Unfold the puff pastry on a lightly floured surface.
Cut into 6 equal squares. (I do this by cutting it in thirds, down the seams and then once through the middle. Refer to blog post to see this visually).
Optional but fun: Using a knife, lightly score a ½-inch border around each square (don’t cut all the way through). This creates a little puffed crust edge!
Dock the center with a fork (poke the dough with the tines of the fork to keep air bubbles from forming).
Spread a thin layer of pizza sauce inside the scored border.
Sprinkle mozzarella + parmesan on top. Add pepperoni if using.

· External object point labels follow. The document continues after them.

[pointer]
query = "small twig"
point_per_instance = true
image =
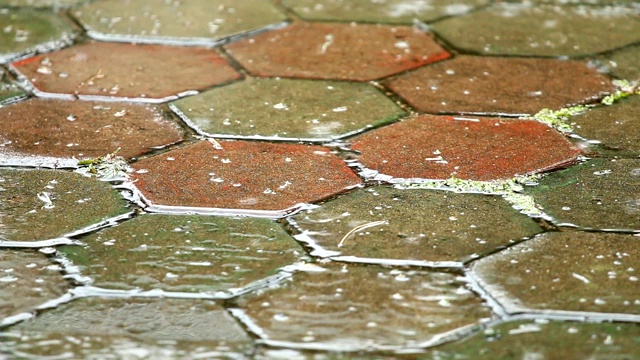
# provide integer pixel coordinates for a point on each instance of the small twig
(361, 227)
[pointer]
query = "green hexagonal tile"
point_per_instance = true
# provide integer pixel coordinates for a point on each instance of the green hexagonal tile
(543, 30)
(46, 204)
(284, 109)
(26, 31)
(185, 253)
(195, 22)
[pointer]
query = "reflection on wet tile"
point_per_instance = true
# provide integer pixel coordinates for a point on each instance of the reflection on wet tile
(27, 280)
(546, 340)
(28, 31)
(526, 29)
(489, 85)
(287, 109)
(337, 51)
(422, 225)
(599, 193)
(438, 147)
(615, 128)
(354, 307)
(243, 175)
(91, 72)
(571, 271)
(185, 253)
(45, 204)
(388, 11)
(83, 129)
(160, 21)
(129, 329)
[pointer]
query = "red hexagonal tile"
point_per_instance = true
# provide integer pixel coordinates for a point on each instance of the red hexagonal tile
(486, 85)
(242, 175)
(337, 51)
(65, 129)
(138, 72)
(438, 147)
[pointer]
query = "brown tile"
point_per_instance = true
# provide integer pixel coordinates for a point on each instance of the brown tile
(337, 51)
(438, 147)
(242, 175)
(487, 85)
(83, 129)
(138, 72)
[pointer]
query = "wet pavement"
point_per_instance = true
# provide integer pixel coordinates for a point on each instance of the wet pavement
(325, 179)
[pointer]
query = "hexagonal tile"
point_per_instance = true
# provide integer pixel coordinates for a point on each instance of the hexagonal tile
(61, 129)
(159, 21)
(438, 147)
(243, 175)
(177, 253)
(282, 109)
(96, 328)
(599, 193)
(337, 51)
(45, 204)
(546, 340)
(420, 227)
(388, 11)
(28, 280)
(29, 31)
(91, 72)
(615, 129)
(356, 308)
(568, 271)
(485, 85)
(544, 30)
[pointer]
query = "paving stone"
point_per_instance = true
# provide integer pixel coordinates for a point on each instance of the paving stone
(438, 147)
(185, 253)
(623, 63)
(45, 204)
(543, 30)
(547, 340)
(27, 280)
(129, 329)
(90, 71)
(159, 21)
(243, 175)
(599, 193)
(82, 129)
(617, 128)
(570, 271)
(355, 307)
(422, 226)
(282, 109)
(29, 31)
(9, 91)
(337, 51)
(486, 85)
(386, 11)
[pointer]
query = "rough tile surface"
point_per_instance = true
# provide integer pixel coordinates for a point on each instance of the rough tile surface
(438, 147)
(243, 175)
(46, 204)
(90, 71)
(185, 253)
(569, 271)
(388, 11)
(283, 109)
(599, 193)
(83, 129)
(336, 51)
(160, 21)
(545, 30)
(421, 225)
(491, 85)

Brush edges lightly with olive oil. Add flaky sea salt around the “crust” of the pieces.
Bake 15-18 minutes until:
• Deep golden brown edges
• Cheese bubbling
• Bottom crispy (very important)
Let cool slightly.
Tear apart little pieces of goat cheese and scatter them on top of the pizzas. Drizzle generously with hot honey.
Scatter torn fresh basil.
Add flaky salt.
For serving size: My puff pastry comes with two sheets. Each sheet gives me 6 pizzas. Plan on about 2-3 pieces per person (unless this is being served as an appetizer). I first cut it in thirds along the seams. And then once through the middle!